Take a working site with mod_rewrite enabled; add http authentication to ./admin directory then http://yourdomain.com/admin brings up a 404
Remove the authentication configuration from ./admin/.htaccess and you can get in to admin area (just no server login prompt)
OR
Remove all rewrite configuration from ./.htaccess and you can get into admin area (with server login prompt) but then you have to not use pretty URLs and mod_rewrite on the site.
Some server info:
WHM 11.11.0 cPanel 11.15.0-C17665
CENTOS Enterprise 5 i686 on standard - WHM X v3.1.0
Apache/1.3.39 (Unix) PHP/4.4.7 mod_auth_passthrough/1.8 mod_log_bytes/1.2 mod_bwlimited/1.4 FrontPage/5.0.2.2635 mod_ssl/2.8.30 OpenSSL/0.9.8b
CMSMS is running with PHP 5.2.4 (CGI); note that PHP version doesn't matter here.
./.htaccess contains:
Code: Select all
# Use PHP5 by default
AddHandler application/x-httpd-php5 .php
# Begin Rewrite rules for CMSMS
RewriteEngine On
RewriteCond %{REQUEST_FILENAME} !-f [NC]
RewriteCond %{REQUEST_FILENAME} !-d [NC]
RewriteRule ^(.+)$ index.php?page=$1 [QSA]
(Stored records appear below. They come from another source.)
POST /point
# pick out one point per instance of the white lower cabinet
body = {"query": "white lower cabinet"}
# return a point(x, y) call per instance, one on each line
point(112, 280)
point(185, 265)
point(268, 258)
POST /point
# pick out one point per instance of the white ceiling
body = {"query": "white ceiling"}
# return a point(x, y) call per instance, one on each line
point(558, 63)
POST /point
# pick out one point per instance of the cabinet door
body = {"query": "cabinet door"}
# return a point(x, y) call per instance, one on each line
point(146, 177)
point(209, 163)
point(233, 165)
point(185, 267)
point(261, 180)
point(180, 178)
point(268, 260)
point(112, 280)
# End Rewrite rules for CMSMSCode: Select all
AuthType Basic
AuthName "CRD Web Site"
AuthUserFile "/home2/username/.htpasswds/public_html/sub-test/admin/passwd"
require valid-userThis particular instance is a new install of 1.1.4.1, but we've also seen this happen on a few 1.08 sites that we moved to this new server a couple weeks ago. http auth on those sites was protecting some third-party stats in a subdirectory off of the CMSMS root directory (edit: confirmed to NOT work right with ./admin either on those sites).
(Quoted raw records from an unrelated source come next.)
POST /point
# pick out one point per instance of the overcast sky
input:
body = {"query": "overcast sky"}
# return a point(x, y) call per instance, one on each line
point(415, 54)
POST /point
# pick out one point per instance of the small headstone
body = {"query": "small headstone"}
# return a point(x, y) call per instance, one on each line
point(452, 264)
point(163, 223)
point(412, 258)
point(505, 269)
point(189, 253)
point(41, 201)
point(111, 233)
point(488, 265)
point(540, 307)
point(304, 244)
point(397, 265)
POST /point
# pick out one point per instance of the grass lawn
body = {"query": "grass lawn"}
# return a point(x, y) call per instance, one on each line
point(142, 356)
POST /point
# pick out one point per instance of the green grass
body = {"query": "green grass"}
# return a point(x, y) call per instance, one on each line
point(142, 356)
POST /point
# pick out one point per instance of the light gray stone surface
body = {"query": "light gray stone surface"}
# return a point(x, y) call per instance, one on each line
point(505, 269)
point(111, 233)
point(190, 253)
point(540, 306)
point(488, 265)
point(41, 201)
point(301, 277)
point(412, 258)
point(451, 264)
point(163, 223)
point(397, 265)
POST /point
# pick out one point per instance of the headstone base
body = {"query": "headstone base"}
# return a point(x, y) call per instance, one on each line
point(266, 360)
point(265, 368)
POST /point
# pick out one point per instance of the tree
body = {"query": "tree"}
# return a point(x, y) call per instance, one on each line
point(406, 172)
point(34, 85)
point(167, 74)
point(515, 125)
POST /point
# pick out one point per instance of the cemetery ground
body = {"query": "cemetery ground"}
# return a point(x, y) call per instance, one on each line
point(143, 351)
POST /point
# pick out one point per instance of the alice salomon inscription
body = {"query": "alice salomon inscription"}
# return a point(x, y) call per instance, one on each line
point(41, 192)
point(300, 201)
This authentication was working on our former (non-cPanel) server running Apache 1.3.something/PHP4.
This authentication method does work on a different site on the same server that is pure static html pages.
Disabling rewriting in ./admin/.htaccess doesn't work; even going straight to a known exact URL in the admin area (http://yourdomain.com/admin/login.php) brings up the 404.
I don't like not being able to double-up on the authentication for admin areas... Any ideas as to what's going on or what cPanel has managed to mangle?